Magenta was my favourite Crayola when I was a kid.
I can remember pushing the last little nub of it around with my finger. It was always hard to find in the cookie tin that held all the old crayons. I loved lifting the lid to inhale that waxy smell of potential.
There were bits of striped paper that had ripped off from the various crayons. Those stray bits of paper mixed into the crayon log jam of all those different lengths and colours. The brown and black crayons kept their paper wrappers the longest.
But that gorgeous pinky/purple magenta was always gone way before its time; sacrificed because of its exploding colour, its wild abandon and dynamic vibration, its complete non-Mennoniteness.
I don’t want to give a false impression that we were raised in a household of black smocks and plain A-line dresses.
Au contraire…in fact, my mother went so far as to take the Stretch ‘n Sew class that was all the rage in the early 70s and even made me navy blue hotpants.
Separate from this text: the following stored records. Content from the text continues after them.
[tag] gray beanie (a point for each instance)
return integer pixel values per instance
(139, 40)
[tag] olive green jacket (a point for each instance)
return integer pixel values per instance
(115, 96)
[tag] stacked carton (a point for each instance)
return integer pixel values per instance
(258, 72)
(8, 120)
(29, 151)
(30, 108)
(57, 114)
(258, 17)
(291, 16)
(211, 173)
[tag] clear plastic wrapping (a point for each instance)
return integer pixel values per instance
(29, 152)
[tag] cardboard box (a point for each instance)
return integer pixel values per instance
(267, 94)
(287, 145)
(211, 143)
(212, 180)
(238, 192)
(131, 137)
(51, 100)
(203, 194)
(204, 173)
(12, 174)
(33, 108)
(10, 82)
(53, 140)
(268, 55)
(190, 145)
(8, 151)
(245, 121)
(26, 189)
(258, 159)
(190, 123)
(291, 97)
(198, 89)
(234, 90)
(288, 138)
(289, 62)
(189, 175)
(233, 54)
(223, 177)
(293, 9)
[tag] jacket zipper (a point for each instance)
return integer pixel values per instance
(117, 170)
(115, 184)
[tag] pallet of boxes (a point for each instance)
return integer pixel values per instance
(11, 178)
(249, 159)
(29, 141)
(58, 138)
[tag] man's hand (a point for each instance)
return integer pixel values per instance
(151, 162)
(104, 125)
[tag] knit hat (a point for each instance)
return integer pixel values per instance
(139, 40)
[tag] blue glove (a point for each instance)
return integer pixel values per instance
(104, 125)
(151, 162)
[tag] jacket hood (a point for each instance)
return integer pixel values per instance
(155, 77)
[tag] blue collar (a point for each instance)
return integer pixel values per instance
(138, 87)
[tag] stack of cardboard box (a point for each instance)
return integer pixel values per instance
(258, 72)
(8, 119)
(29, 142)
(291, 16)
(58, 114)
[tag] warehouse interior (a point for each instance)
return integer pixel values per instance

Look out. Though mine were a little longer than was fashionable, I still managed to at least fake an edge of grade seven cool…or so I thought.
I’ve been thinking about colouring lately – or more correctly; about colouring outside the lines – about disturbing the accepted social construct and about not caring whether other people approve of me or not.
I’m not thinking of anyone or anything specific, it’s just that I’ve noticed this newfound relief from something I didn’t even know was there. There is this fifty-thing going on that grants me permission to speak, really speak my mind.
Writing has helped. Many times after I hit publish, I also hit my internal cringe button as I wonder at how much I’ve revealed, but that too, has become easier to accept with an, “Oh well…”
I don’t want to use this new voice to hurt anyone or to use it as an excuse that ‘this truth is good for you’ that people have sometimes used on me for my perceived benefit.
No, I’m talking about more general experiences like a recent encounter in a photo shop. Long story, and no names will be disclosed, but I thought I was being very patient until the final insult that included me paying for their admitted screw-up.
Uh Sorry. There was a time when I would have maybe swallowed that and fumed all the way home…No more.
I’m beginning to think that I should perhaps come with a warning now, perhaps a little badge that says,
“Don’t F#&* with Me – I’m 50.”
I explained to that manager in very clear and clipped tones that I’d been more than patient, that was NOT how it was going to go and they would deliver the photos requested to me at this very minute and I would NOT be charged.
It was awesome. Moments later I had my pictures, paid no money and felt like I could have run up a mountain with breath to spare.
I am all about spreading peace and good intentions but please don’t push me too far.
I don’t think this is a particularly new phenomenon. Check out the photo I’ve used here. I took this in a church in a small town in Hungary. I’d add in the name if I had a clue where it was.
But here’s the thing; look at that woman’s face. I bet ya anything that she’s wearing my aforementioned badge under her robe…she just has a look about her that says stay out of my way.
I have a very dear friend who is older than I (she’s 75 to my 54). She is FEARLESS when it comes to speaking out for herself. I love tagging along with her on our travels, because she takes no guff from anyone.
“I used to be like you,” she tells me affectionately. “Nice, I mean. But then I got old, and I thought, who gives a f*#@.”
I have to say, I’m getting there a little bit at a time. Maybe in another 20 years…
I’m thinking that your friend has it right. We may as well skip the waiting and just start the Fearless part if the program now.